Shopping centre tours, live TV crosses, billion dollar pledges and babies being kissed across Australia. This must be election season.
The media might be calling it one of the more dull campaigns in recent memory, but it doesn’t mean it’s not worth dwelling over. More than half of all Australians are on Facebook and Twitter and all of them seem to be talking election 2010. It might be boring, but it’s sure captured our attention.
The reasons to vote for the different parties are too numerous to mention, but they all appeal to how we see the country and the world as they are, and how we believe they should be.
The election exploits societal cleavages – the best way to use government revenue, how to tax mining super-profits, whether we want more GP super-clinics or more hospital beds – and the leaders parade and grovel to get our votes based on that.
But our votes are being courted on differing angles by the major parties except, it seems, on Israel. From the Liberal and Labor parties, a one size fits all policy applies. No matter what aspect Israel is virtually always supported.
And when it doesn’t happen, as with the passports and flotilla incidents we’re all up in arms about it. Indeed today, we cannot doubt the Israel credentials of our leaders.
Both Julia Gillard and Tony Abbott are graduates of the Rambam program, an AIJAC initiative that sends politicians, journalists and student leaders to Israel. Both graciously accept invitations from pro-Israel groups and address the crowd to rousing applause.

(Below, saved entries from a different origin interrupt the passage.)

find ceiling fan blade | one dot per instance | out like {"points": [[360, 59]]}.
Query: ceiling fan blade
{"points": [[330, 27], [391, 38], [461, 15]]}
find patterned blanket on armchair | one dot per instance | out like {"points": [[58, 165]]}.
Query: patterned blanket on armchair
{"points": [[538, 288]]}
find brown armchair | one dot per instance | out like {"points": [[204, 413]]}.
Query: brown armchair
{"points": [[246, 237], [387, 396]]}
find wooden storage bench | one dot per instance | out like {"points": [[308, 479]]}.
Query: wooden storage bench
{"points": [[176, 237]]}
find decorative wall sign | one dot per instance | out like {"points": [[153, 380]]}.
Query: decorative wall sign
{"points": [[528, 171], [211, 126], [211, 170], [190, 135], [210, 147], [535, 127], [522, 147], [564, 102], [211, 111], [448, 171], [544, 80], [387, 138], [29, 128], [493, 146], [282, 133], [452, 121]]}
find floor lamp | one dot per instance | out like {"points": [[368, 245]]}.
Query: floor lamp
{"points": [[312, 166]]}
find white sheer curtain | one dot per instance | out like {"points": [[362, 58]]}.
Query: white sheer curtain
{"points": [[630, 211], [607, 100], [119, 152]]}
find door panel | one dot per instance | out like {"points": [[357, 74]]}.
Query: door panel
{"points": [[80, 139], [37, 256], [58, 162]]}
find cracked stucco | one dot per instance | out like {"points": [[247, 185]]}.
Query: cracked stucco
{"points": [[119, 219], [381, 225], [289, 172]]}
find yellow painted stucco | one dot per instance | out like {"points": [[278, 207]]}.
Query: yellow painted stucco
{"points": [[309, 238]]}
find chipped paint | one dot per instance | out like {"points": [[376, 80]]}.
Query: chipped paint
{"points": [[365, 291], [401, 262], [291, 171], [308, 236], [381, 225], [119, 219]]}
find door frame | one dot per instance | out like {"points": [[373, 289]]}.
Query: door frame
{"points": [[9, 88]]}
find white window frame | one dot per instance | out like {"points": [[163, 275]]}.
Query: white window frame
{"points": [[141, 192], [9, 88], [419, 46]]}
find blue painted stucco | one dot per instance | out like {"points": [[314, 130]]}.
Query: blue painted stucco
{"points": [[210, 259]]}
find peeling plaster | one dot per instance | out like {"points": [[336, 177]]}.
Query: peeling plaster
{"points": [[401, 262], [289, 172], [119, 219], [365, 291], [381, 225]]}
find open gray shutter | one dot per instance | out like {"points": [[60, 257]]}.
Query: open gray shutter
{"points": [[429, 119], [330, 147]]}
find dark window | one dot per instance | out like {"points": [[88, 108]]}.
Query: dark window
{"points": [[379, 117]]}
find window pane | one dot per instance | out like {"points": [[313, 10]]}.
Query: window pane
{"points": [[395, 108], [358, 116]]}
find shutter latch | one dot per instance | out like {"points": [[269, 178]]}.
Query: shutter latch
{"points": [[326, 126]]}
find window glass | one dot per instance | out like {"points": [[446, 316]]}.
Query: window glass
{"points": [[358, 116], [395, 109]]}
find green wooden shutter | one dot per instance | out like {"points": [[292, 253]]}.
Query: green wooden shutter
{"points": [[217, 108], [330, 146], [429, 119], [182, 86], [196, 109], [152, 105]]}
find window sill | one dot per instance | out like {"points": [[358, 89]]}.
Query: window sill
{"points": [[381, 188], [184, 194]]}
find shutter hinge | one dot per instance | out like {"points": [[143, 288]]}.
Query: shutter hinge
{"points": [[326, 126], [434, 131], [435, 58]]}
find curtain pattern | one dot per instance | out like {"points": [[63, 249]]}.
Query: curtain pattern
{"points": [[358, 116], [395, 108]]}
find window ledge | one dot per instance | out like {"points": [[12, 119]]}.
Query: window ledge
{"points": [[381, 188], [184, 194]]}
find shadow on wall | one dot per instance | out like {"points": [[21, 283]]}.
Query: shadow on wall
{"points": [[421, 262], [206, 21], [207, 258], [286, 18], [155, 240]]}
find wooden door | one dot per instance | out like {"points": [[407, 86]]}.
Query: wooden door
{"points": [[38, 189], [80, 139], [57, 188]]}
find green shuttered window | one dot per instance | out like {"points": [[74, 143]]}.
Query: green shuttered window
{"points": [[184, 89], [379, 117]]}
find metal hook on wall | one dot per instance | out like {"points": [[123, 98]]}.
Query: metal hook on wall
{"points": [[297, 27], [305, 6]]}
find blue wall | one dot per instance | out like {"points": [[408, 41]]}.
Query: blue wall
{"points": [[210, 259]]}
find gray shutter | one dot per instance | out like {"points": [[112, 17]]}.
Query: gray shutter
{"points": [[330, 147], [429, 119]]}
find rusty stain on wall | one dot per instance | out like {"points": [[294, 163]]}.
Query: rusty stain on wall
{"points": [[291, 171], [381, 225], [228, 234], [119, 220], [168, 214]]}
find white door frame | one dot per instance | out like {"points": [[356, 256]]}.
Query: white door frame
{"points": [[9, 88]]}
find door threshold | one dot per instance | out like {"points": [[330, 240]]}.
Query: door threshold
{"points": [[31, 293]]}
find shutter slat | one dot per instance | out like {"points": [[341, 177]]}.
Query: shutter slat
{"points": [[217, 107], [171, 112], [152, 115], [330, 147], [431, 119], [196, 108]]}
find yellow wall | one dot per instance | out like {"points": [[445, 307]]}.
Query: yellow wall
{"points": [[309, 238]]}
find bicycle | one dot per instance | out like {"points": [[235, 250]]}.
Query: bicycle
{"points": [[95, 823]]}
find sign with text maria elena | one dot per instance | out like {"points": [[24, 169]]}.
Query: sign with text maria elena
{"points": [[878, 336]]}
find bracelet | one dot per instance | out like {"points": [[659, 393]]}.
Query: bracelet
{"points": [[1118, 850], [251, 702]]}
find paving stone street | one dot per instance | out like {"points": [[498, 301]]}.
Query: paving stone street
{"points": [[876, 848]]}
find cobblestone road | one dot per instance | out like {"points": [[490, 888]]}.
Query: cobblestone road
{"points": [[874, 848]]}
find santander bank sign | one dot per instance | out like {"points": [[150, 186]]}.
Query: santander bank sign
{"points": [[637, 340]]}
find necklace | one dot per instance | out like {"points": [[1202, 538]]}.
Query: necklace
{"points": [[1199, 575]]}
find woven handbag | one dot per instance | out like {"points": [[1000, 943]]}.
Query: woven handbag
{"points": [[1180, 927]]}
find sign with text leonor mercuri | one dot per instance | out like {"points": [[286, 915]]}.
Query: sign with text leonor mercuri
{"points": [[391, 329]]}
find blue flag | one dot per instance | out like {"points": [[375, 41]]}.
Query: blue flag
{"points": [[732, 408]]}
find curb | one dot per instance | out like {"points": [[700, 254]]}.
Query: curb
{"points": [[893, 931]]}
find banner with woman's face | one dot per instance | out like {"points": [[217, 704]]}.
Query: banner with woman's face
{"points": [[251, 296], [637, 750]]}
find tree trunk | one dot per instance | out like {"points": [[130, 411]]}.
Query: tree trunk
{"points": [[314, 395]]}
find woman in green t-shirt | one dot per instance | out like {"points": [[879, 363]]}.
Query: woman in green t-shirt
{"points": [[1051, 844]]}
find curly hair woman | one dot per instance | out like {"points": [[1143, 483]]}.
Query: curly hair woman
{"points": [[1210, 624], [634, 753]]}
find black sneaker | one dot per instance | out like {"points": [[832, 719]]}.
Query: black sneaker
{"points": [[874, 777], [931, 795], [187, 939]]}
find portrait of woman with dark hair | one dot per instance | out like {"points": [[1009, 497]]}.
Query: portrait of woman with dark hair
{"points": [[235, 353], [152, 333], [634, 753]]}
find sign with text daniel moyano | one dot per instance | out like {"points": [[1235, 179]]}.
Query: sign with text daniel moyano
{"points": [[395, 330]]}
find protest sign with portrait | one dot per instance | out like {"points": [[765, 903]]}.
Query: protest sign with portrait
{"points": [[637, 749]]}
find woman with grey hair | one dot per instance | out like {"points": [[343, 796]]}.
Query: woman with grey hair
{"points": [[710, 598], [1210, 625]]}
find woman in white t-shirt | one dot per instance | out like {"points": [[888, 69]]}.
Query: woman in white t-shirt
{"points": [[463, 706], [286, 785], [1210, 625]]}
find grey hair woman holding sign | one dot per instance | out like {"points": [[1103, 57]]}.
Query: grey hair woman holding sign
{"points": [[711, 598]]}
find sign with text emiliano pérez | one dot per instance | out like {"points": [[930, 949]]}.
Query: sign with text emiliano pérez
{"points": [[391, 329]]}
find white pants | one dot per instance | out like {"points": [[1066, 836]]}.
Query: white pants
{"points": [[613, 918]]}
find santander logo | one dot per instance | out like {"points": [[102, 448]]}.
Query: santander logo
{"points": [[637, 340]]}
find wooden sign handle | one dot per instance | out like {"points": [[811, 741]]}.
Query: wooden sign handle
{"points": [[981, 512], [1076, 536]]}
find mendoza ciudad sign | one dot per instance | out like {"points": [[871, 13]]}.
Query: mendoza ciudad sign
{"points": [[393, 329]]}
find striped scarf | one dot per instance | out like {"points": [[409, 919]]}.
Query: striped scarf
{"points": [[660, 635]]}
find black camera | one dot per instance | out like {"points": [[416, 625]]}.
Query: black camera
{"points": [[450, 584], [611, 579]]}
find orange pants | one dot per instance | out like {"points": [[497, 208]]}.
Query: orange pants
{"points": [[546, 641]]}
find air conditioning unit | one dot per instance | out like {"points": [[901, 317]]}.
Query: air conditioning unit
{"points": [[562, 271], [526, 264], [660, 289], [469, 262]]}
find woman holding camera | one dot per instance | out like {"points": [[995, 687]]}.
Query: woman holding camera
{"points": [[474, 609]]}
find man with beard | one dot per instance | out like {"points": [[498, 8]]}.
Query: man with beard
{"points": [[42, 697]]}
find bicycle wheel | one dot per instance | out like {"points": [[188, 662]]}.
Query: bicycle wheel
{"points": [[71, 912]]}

On the flip side, however, is the Greens policy concerning Israel. I’m sure most people everyone’s got the summaries going around asking you to put the Greens as your last preference. There are a number of things to consider – first, how bad is it?
Second, why should a single policy, from a minor party – one that has little impact on Australian foreign policy – determine how you should vote? What about pressing issues like climate change, immigration or multiculturalism? They should be ignored as the party’s Israel policy solely determines your decision? Surely not.
In this election we have to ask, is this almost blind support of Israel good for Israel, or indeed the Australian-Jewish community? Looking at the issue with sagacity, I tend to think not.
Our experience on campus is that 70-80 per cent of Australians in the middle – they don’t have a definite view on the topic and only care about the two sides getting along. They want both sides to have a state, they want the fighting to end, and they want it done through negotiated peace treaty.
They also recognise the primary impediments to its occurrence – Hamas hatred and extremism, Fatah ambivalence and corruption, and Israeli occupation and trigger-happiness.
Publically supporting every Israeli action and policy isn’t good for Israel; it’s not good for our community; and most of all, it can be devastating to our own overarching moral principles. Importantly, this must apply as much to our politicians as it does to us.
As a community, we need our politicians to take a more nuanced view on the conflict. Leaping to the defence of every Israeli action without question, like the Coalition did during the flotilla saga for example, is particularly detrimental. Add that proud Zionists and mainstream Australians alike were particularly shocked in the saga’s early hours, and it leaves a bad taste in the mouth of the public.
When my peers remark that they plan on voting for whichever party shows the best support for Israel (read: mimics Israeli government policy the best), it breaks my heart. We have to be honest with ourselves – we need our politicians to be making decisions about what’s in Australia’s national interest.
Often both Israeli and Australian interests will be aligned, because of our shared democratic and liberal values. However, when they differ we should not expect our government to say otherwise.
In fact, we should cast our vote on what we think will be best for Australia and which candidate best fits our principles and our beliefs, with their policy on Israel being one consideration.
In this election, vote because of your local candidate, vote because of your preferred party, or vote because you would prefer Julia or Tony in The Lodge. What matters is that you’re thinking about how you’d like Australia to be run and the kind of country you’d like it to be in the future.